TNI AL menunjukkan respons cepat dalam menangani kebakaran hutan dan lahan (karhutla) di wilayah perbatasan. Melalui Pos Angkatan Laut (Posal) Temajuk di bawah jajaran Komando Daerah Angkatan Laut (Kodaeral) XII Pontianak, bersama unsur TNI-Polri dan masyarakat setempat, titik panas (hotspot) di Dusun Camarbulan, Desa Temajuk, Kecamatan Paloh, Kabupaten Sambas, berhasil dipadamkan pada Rabu (8/4).
Kebakaran lahan yang melanda area seluas kurang lebih 2 hektare tersebut segera ditangani melalui langkah terpadu dan sinergis.
Tim gabungan melaksanakan koordinasi lintas instansi, pengecekan langsung ke lokasi, pemadaman api secara manual, serta pengawasan lanjutan guna memastikan tidak muncul kembali titik api baru di kawasan terdampak.
Pemadaman
Dalam pelaksanaan di lapangan, personel TNI AL tidak hanya berfokus pada upaya pemadaman, namun juga turut melaksanakan edukasi kepada masyarakat mengenai bahaya pembakaran lahan.
Sosialisasi ini mencakup dampak asap terhadap kesehatan, lingkungan, serta aktivitas masyarakat sehari-hari, sebagai bagian dari langkah preventif untuk menekan potensi karhutla berulang di wilayah perbatasan.
"Meski menghadapi sejumlah kendala seperti keterbatasan sarana dan prasarana, jauhnya akses menuju lokasi, serta minimnya sumber air, personel gabungan tetap mampu mengendalikan situasi dengan baik.

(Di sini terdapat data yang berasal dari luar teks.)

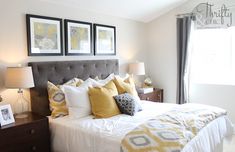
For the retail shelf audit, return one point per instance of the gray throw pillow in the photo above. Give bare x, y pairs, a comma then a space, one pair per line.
127, 104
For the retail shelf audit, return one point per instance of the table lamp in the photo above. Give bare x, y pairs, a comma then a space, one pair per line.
19, 78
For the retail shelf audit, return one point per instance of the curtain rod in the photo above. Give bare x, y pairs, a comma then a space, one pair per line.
185, 14
191, 14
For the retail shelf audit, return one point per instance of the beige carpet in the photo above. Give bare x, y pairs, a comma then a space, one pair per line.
229, 147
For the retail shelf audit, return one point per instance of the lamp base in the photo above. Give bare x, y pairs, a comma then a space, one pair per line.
21, 116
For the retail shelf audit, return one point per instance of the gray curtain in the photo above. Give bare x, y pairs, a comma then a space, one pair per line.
183, 35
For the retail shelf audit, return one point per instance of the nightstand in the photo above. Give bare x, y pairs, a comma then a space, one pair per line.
26, 135
156, 95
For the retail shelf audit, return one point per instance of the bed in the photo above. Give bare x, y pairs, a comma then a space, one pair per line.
105, 135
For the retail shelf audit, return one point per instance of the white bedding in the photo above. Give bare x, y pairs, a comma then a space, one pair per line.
105, 135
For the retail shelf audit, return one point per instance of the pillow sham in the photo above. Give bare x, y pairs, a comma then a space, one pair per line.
103, 104
57, 98
127, 104
77, 101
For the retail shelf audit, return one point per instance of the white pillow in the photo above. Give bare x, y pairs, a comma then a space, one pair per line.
106, 80
77, 101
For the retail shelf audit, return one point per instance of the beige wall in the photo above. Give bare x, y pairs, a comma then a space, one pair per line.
161, 61
13, 42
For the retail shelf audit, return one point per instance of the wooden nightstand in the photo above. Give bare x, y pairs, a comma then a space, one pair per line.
156, 95
26, 135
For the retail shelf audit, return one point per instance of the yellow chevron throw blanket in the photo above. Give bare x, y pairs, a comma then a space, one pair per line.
171, 131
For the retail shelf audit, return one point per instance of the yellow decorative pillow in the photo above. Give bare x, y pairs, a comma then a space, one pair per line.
57, 98
103, 104
126, 86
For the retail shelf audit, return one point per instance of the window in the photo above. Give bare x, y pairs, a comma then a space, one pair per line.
213, 56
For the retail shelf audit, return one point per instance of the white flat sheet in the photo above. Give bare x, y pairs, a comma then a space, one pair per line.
105, 135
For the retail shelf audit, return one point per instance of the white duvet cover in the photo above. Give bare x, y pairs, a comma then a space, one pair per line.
105, 135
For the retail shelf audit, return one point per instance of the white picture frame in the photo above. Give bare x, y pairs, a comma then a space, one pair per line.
6, 115
104, 39
44, 35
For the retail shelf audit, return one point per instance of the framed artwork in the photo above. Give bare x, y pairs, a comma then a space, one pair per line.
78, 38
6, 115
105, 39
44, 35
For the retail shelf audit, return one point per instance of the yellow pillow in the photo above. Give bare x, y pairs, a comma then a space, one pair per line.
126, 86
57, 98
103, 104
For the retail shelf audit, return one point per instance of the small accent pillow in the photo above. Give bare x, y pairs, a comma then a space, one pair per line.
57, 98
103, 104
77, 101
127, 104
126, 86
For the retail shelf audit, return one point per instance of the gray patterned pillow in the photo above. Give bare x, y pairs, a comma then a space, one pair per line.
127, 104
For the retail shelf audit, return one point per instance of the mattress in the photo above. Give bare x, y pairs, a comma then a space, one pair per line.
104, 135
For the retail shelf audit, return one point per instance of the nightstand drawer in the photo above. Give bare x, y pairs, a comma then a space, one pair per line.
32, 146
156, 95
24, 133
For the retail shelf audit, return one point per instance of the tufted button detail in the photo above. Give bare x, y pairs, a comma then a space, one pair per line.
96, 66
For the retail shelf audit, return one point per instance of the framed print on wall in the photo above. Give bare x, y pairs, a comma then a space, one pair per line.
6, 115
44, 35
78, 38
104, 39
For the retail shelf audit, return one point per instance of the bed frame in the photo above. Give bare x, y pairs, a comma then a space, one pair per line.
62, 71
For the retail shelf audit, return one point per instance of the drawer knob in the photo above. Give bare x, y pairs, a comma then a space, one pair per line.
34, 148
32, 131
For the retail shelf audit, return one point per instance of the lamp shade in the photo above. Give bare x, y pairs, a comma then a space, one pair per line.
19, 77
137, 68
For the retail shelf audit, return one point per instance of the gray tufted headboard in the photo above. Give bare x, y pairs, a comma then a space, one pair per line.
62, 71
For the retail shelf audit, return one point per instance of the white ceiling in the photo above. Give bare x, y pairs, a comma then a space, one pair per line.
139, 10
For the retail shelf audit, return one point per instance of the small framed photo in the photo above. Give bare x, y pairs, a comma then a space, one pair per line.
105, 39
44, 35
6, 115
78, 38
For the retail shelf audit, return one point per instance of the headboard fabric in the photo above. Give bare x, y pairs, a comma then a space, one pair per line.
59, 72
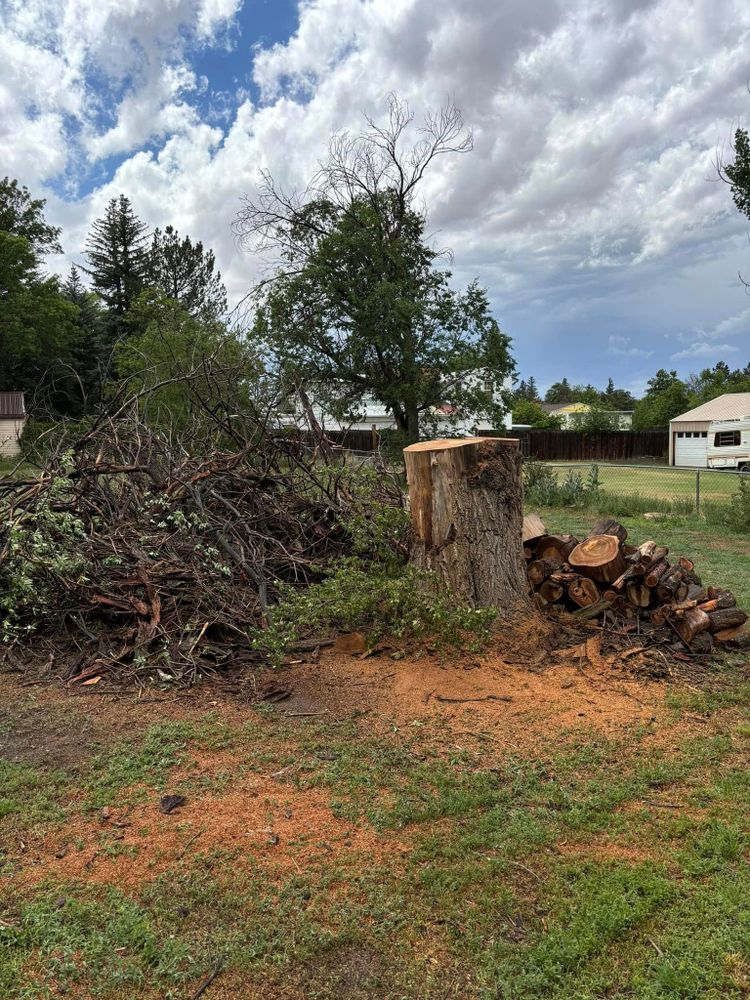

Semangat gotong royong, disiplin, dan dedikasi seluruh unsur di lapangan menjadi faktor penting dalam keberhasilan penanganan kebakaran tersebut," kata Personel TNI AL Temajuk Serma ETK M. Efendy.
Jaga Kedaulatan dan Keamanan
Keterlibatan aktif Kodaeral XII dalam penanganan karhutla ini menegaskan bahwa TNI AL tidak hanya hadir dalam menjaga kedaulatan dan keamanan wilayah laut serta perbatasan, namun juga memiliki peran nyata dalam mendukung keselamatan masyarakat, menjaga kelestarian lingkungan, serta membantu mengatasi bencana yang berpotensi mengganggu stabilitas wilayah nasional, sesuai dengan perintah Kepala Staf Angkatan Laut (Kasal) Laksamana TNI Dr. Muhammad Ali.